Dias told the audience that there were three things she hoped to achieve with #1000blackgirlbooks. One goal was to include books from smaller publishers and self-publishers in her 1,000 Black Girls Books Resource Guide.The second was to “connect with schools” and make sure there were both “resources for all kids” as well as “books that kids want to read.” Finally, she moved away from the specifics of her campaign and spoke to the need for education to widen its focus when teaching students about black culture. “Black History Month could focus less on slavery and civil rights and more on the Harlem Renaissance and everything we have achieved,” Dias said. “I want to know about the whole black experience.” She advocated for kids to read “not just slave narratives [but books that] show what we’ve overcome and accomplished.”
Dais’s forthcoming book—a concept she finds a bit mind-boggling—is intended to be “a practical guide for kids,” she said. She’s not trying to turn them into Marley Dias clones. Instead, she wants kids to “take the thing that you love [because] that’s what’s going to take you to the top.” That might be part of a pep talk for kids, but it’s solid advice for adults, too. Dias is resolute about pursuing something that resonates for the doer, because “integrity is what people want, and if you’re not yourself, [whatever you’re doing] is not going to click.”
For all her grown-up wisdom, Dias is still a 12-year-old girl. Her age only made her a more compelling speaker, as she told the audience that not only does she “not Google [herself]” but “the Internet has never not existed for [her].” Dias admitted that when she was nine, she thought she knew everything—no one, she insists, should say that, because it’s never true. “But then I read [Jacqueline Woodson’s] Brown Girl Dreaming,” she said, adding that she didn’t understand it. Maybe her mother was tricking her. So she waited a year, until the age of 10, and reread it. “After that, I knew what the words meant.” Since then, Dais has met Woodson, Michelle Obama, and Oprah.

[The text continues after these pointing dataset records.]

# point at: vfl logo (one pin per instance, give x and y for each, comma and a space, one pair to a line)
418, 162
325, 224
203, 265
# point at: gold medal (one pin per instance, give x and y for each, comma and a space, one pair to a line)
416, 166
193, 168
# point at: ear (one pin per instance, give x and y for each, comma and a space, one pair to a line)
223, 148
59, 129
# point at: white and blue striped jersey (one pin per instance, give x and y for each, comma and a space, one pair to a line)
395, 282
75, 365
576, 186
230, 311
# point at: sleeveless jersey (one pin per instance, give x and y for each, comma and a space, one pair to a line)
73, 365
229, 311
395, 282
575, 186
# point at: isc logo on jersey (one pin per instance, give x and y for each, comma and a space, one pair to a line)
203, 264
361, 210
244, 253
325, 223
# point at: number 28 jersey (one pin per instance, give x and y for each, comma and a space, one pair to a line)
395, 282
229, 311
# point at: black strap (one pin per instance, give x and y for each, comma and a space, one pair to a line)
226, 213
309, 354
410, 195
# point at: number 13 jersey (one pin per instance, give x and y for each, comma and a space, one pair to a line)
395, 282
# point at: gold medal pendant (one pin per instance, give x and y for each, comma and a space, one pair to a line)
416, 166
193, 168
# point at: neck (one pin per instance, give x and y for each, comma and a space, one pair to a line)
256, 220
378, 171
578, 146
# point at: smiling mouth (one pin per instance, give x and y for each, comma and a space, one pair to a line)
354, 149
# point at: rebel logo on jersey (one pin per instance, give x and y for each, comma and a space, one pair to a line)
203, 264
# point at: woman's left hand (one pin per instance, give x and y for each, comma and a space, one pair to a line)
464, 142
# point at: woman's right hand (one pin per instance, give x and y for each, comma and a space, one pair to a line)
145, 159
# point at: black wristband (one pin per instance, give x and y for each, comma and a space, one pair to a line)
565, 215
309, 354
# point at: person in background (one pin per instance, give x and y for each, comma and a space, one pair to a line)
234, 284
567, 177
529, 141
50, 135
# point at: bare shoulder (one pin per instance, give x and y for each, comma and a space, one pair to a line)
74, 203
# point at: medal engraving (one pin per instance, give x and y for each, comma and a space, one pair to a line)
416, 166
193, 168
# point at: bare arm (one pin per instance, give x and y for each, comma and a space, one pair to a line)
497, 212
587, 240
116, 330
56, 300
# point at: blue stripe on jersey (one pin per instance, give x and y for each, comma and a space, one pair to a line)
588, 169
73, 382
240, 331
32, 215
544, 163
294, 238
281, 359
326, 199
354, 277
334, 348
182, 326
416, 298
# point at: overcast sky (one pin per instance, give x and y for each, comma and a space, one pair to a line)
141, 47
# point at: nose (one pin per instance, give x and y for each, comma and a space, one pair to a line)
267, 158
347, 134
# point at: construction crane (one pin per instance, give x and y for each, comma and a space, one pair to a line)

Dias has no plans to stop now, she told the crowd. When Hermans asked her whether she’d like to stay in the literary world, Dias nodded enthusiastically. And she explained that she’d “like to become an editor for my own magazine.” But, she added, if she ever ran for political office (this got a ripple of applause), one of her first orders of business would be installing bus stops at libraries, because she finds it appalling that some kids can’t even go to their local library because there isn’t a city bus that serves the area. Even her local branch in New Jersey is near a busy intersection. When she’s not advocating for library bus stops, Dias wants to “continue collecting books and giving them away all over the world.” She has sent books to Haiti and Jamaica, but she said that it’s just as important for girls in Japan and Sri Lanka to have stories.
Whenever Dias gets discouraged about giving a speech or something else, she said, she remembers what her mother always tells her: “What is there to lose? All you have to do is try your best. All you’re going to do is gain. You’re either going to gain knowledge from your mistakes or you’re going to gain a new experience that you can tell your kids or that I can tell you when you’re nervous again.” Dias added, “I love that she says that to me, even when it’s what she told me last time. It always makes me feel comfortable and cheers me up.”